In Northern China, wheat is consumed more than rice, and eaten in noodles and dumplings. In Southern China, rice is used extensively to make rice noodles and zongzi which is a sticky rice wrapped in leaves. Southern food is also typically spicier with extensive use of chili peppers.
Tea has played an integral part in Chinese culture and history and served with almost every meal. When eating a bowl of rice, hold up to your mouth. Don't tap your chopsticks against your bowl, or stick them vertically in it. And when seated to eat, allow elders to take up their chopsticks before you do.
What to eat
American-Chinese cuisine is what most Americans are familiar with and is delicious in its own right. Expand your Chinese palate; try dim sum, the Cantonese breakfast/brunch of bite sized dishes, often served from carts. Have chrysanthemum tea with it.

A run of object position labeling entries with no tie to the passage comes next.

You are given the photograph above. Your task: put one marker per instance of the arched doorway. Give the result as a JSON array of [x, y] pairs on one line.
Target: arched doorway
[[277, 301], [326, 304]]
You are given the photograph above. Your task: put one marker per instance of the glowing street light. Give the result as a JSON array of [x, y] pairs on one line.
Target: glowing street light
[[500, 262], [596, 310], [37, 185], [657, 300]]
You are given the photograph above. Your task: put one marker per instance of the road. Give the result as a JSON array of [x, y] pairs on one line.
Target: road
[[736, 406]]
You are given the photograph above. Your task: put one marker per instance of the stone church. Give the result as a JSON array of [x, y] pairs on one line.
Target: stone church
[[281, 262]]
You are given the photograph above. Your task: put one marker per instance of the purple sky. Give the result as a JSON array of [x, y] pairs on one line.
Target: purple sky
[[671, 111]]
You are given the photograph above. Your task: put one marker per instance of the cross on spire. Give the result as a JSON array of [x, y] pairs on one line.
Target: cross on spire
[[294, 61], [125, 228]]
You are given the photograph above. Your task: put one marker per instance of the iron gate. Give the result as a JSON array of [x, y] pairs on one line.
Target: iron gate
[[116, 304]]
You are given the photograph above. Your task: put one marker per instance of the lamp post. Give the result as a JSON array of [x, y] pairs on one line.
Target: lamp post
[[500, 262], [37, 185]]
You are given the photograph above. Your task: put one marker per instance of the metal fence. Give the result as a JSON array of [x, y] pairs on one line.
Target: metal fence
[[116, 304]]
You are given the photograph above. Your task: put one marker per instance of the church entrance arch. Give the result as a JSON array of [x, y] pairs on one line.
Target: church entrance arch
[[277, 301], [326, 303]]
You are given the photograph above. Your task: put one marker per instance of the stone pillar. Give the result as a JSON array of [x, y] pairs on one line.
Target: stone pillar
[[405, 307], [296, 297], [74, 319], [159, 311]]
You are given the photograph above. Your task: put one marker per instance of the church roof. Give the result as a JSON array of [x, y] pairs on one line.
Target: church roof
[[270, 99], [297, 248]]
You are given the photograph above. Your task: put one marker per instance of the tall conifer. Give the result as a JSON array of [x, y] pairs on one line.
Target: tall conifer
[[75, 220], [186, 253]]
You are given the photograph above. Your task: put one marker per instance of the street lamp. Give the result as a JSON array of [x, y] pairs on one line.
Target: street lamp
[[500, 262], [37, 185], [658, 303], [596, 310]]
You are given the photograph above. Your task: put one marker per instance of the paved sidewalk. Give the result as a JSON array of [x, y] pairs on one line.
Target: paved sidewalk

Peking duck is a Beijing specialty and it's all about the crispy skin, eaten with a crepe or steamed bun. Don't be turned off by Chinese BBQ; restaurants will hang roasted pork, chicken, and duck in the window; they are all delicious with noodles or rice!
Other typical Chinese dishes to savor are hand pulled noodles, rice congee or porridge served with pickled vegetables and salted or century egg, mapo tofu, onion pancakes, claypot stews, wonton soup, bakkwa or meat jerky. Chinese desserts include egg tarts, soy jelly served with ginger syrup, and mooncakes during the harvest festival.